A recent ruling by a federal judge in Illinois in a case involving the use of website tracking technologies known as pixels raises the question of whether the HHS Office for Civil Rights’ (OCR) stance on forbidding their use on health providers’ websites will pass scrutiny by the courts.
The July 24 ruling from U.S. District Court Judge Matthew Kennelly in a case against Rush University System for Health doesn’t definitively state that website pixels shouldn’t be regulated under HIPAA.[1]
However, the judge disputed whether the tracking technologies fall under the definition of individually identifiable health information (IIHI), saying that “the interpretation of IIHI offered by HHS in its guidance goes well beyond the meaning of what the statute can bear.”
“Coupled with the Supreme Court’s recent use of the ‘major questions’ doctrine to reject agencies’ interpretations of their own statutes, [Kennelly’s ruling] raises questions of whether the fever over website pixels and analytics on health care websites will result in much ado about nothing as federal courts weigh in,” wrote attorneys Matthew Stein and Scott Lashway of Manatt, Phelps & Phillips LLP.[2]
Suits Allege Privacy Breaches
Hospitals and health systems faced a flurry of class-action lawsuits alleging breaches of privacy following revelations in 2022 that most health care organizations used website trackers that transmitted tracking data to technology giants such as Google and Meta, the parent company of Facebook.[3] In the 14 months since the issue first arose, multiple health care organizations reported breaches to OCR that involved website pixels.
For its part, OCR issued guidance in December 2022 clarifying that covered entities and business associates are not permitted to use the technologies “in a manner that would result in impermissible disclosures of PHI [protected health information] to tracking technology vendors or any other violations of the HIPAA Rules.”[4]
In fact, OCR Director Melanie Fontes Rainer said at an industry event in March that web-tracking technologies represent “an area of enforcement priority and interest for OCR, particularly in light of the public attention we’ve seen” with pixels in reproductive health care, substance abuse and behavioral health, “which we think is problematic. And so we want to make sure we’re being responsive to what we’re seeing.”[5]
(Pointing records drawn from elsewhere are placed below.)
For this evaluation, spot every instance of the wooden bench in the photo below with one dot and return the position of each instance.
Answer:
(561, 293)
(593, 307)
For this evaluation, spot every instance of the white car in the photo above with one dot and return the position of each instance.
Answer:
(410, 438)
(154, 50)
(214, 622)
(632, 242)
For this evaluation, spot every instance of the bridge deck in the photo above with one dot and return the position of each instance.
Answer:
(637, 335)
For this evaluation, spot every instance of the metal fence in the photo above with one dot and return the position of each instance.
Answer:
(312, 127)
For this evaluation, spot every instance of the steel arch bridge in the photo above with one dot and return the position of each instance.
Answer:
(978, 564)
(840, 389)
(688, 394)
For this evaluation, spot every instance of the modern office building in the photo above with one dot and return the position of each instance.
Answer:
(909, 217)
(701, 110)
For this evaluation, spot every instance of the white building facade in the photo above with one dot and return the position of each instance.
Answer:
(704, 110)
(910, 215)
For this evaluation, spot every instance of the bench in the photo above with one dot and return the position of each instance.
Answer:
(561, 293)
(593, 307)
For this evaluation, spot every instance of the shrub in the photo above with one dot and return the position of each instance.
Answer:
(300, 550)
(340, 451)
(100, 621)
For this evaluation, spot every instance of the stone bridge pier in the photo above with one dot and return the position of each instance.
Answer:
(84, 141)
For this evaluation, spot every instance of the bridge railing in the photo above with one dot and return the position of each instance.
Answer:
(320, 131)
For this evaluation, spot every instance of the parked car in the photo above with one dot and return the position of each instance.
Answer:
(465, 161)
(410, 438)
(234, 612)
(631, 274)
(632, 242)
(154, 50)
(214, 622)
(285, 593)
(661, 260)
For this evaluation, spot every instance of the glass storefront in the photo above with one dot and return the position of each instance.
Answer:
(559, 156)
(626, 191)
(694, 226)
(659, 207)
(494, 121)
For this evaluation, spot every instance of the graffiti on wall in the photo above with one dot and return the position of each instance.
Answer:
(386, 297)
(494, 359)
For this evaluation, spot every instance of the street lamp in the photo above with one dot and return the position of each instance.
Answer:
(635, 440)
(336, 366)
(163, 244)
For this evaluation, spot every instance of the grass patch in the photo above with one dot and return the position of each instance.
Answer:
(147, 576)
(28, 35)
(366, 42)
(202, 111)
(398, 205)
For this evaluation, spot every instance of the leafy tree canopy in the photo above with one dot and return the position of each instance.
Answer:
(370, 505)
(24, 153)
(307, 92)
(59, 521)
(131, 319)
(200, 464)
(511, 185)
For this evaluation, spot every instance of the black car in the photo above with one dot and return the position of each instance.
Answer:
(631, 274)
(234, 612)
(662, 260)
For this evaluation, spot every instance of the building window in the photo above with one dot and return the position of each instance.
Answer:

The OCR guidance notes that these tracking technologies might exist on a webpage where they can access PHI, in which case HIPAA rules apply. Rainer said in March that OCR’s goal is to drive voluntary compliance with the regulations.
The Federal Trade Commission (FTC) has also been active in policing pixels: In February, the FTC took action against prescription drug discount provider GoodRx for unauthorized disclosures of consumers’ personal health information to technology companies.[6]
To date, OCR has not announced any enforcement actions against organizations using the tracking technologies. However, in July, it teamed up with the FTC to send a joint letter directly to more than 100 hospitals and health care systems, along with telehealth companies, warning them about tracking technologies.[7]
The letter is meant to “draw…attention to serious privacy and security risks related to the use of online tracking technologies that may be present on [their] website or mobile application (app) and impermissibly disclosing consumers’ sensitive personal health information to third parties,” the two agencies wrote.